Matthews correlation coefficient
Due to Matthews (Matthews 1975) This is the first choice for seamlessly handling multi-label problems, since its behaviour is reasonable for 2 class or multi class, balanced or unbalanced, and it’s computationally cheap. Unless you have a vastly different importance for your classes, this is a good default.
However, it is not differentiable with respect to classification certainties, so you can’t use it as, e.g., a target in neural nets; Therefore you use surrogate measures which are differentiable and use this to track your progress.
2-class case
Take your \(2 \times 2\). confusion matrix of true positive, false positives etc.

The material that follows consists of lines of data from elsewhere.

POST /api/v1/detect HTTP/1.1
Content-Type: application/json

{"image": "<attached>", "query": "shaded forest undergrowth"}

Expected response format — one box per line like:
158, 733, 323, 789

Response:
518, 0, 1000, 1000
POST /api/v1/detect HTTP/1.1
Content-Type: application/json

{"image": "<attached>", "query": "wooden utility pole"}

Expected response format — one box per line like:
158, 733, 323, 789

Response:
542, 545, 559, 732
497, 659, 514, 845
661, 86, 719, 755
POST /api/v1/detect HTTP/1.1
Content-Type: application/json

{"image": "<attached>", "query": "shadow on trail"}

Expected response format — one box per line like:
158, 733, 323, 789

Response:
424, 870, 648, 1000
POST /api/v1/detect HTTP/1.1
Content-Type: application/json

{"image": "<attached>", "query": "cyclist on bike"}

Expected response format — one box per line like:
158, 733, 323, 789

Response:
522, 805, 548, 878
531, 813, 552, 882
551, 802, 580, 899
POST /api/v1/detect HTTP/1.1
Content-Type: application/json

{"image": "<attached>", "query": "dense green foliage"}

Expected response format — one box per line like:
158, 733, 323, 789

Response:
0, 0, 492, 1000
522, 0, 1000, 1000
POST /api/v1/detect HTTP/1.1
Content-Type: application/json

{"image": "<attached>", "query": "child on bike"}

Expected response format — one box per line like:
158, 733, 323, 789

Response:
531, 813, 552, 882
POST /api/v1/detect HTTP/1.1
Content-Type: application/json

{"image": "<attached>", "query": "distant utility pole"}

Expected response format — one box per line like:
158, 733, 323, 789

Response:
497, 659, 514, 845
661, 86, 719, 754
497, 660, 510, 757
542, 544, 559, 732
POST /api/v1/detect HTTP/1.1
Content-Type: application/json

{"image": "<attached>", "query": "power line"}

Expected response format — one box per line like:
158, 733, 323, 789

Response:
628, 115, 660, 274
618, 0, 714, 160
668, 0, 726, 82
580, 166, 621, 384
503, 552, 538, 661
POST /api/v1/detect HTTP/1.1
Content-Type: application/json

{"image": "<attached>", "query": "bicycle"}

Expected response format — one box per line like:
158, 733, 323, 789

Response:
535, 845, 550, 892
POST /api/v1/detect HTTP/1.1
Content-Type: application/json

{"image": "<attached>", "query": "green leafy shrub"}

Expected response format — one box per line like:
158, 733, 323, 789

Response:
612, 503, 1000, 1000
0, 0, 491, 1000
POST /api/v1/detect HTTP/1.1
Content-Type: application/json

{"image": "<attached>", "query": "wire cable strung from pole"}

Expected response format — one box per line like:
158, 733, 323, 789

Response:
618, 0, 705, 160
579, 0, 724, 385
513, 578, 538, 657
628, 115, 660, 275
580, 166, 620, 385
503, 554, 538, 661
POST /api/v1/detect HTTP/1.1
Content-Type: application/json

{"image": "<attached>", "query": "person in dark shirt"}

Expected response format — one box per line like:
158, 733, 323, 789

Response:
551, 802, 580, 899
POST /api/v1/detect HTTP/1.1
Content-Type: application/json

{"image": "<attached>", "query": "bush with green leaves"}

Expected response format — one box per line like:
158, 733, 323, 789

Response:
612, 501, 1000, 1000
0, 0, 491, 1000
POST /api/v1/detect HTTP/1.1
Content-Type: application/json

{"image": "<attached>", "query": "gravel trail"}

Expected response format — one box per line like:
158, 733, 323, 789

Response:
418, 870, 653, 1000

\[ {\text{MCC}}={\frac {TP\times TN-FP\times FN}{{\sqrt {(TP+FP)(TP+FN)(TN+FP)(TN+FN)}}}} \]
\[ |{\text{MCC}}|={\sqrt {{\frac {\chi ^{2}}{n}}}} \]
Multiclass case
Take your \(K \times K\) confusion matrix \(C\), then
\[ {\displaystyle {\text{MCC}}={\frac {\sum _{k}\sum _{l}\sum _{m}C_{kk}C_{lm}-C_{kl}C_{mk}}{{\sqrt {\sum _{k}(\sum _{l}C_{kl})(\sum _{k'|k'\neq k}\sum _{l'}C_{k'l'})}}{\sqrt {\sum _{k}(\sum _{l}C_{lk})(\sum _{k'|k'\neq k}\sum _{l'}C_{l'k'})}}}}} \]
ROC/AUC
Receiver Operator Characteristic/Area Under Curve. Supposedly dates back to radar operators in the mid-century. (Matthews 1975) talk about the AUC for radiology; Supposedly (Matthews 1975)introduced it to machine learning, but I haven’t read the article in question. Allows you to trade off importance of false positive/false negatives.
Cross entropy
I’d better write down form for this, since most ML toolkits are curiously shy about it.
Let \(x\) be the estimated probability and \(z\) be the supervised class label. Then the binary cross entropy loss is
\[ \ell(x,z) = -z\log(x) - (1-z)\log(1-x) \]
If \(y=\operatorname{logit}(x)\) is not a probability but a logit, then the numerically stable version is
\[ \ell(y,z) = \max\{y,0\} - y + \log(1+\exp(-|x|)) \]
f-measure et al
🏗
Philosophical connection to semantics
Since semantics is what humans call classifiers.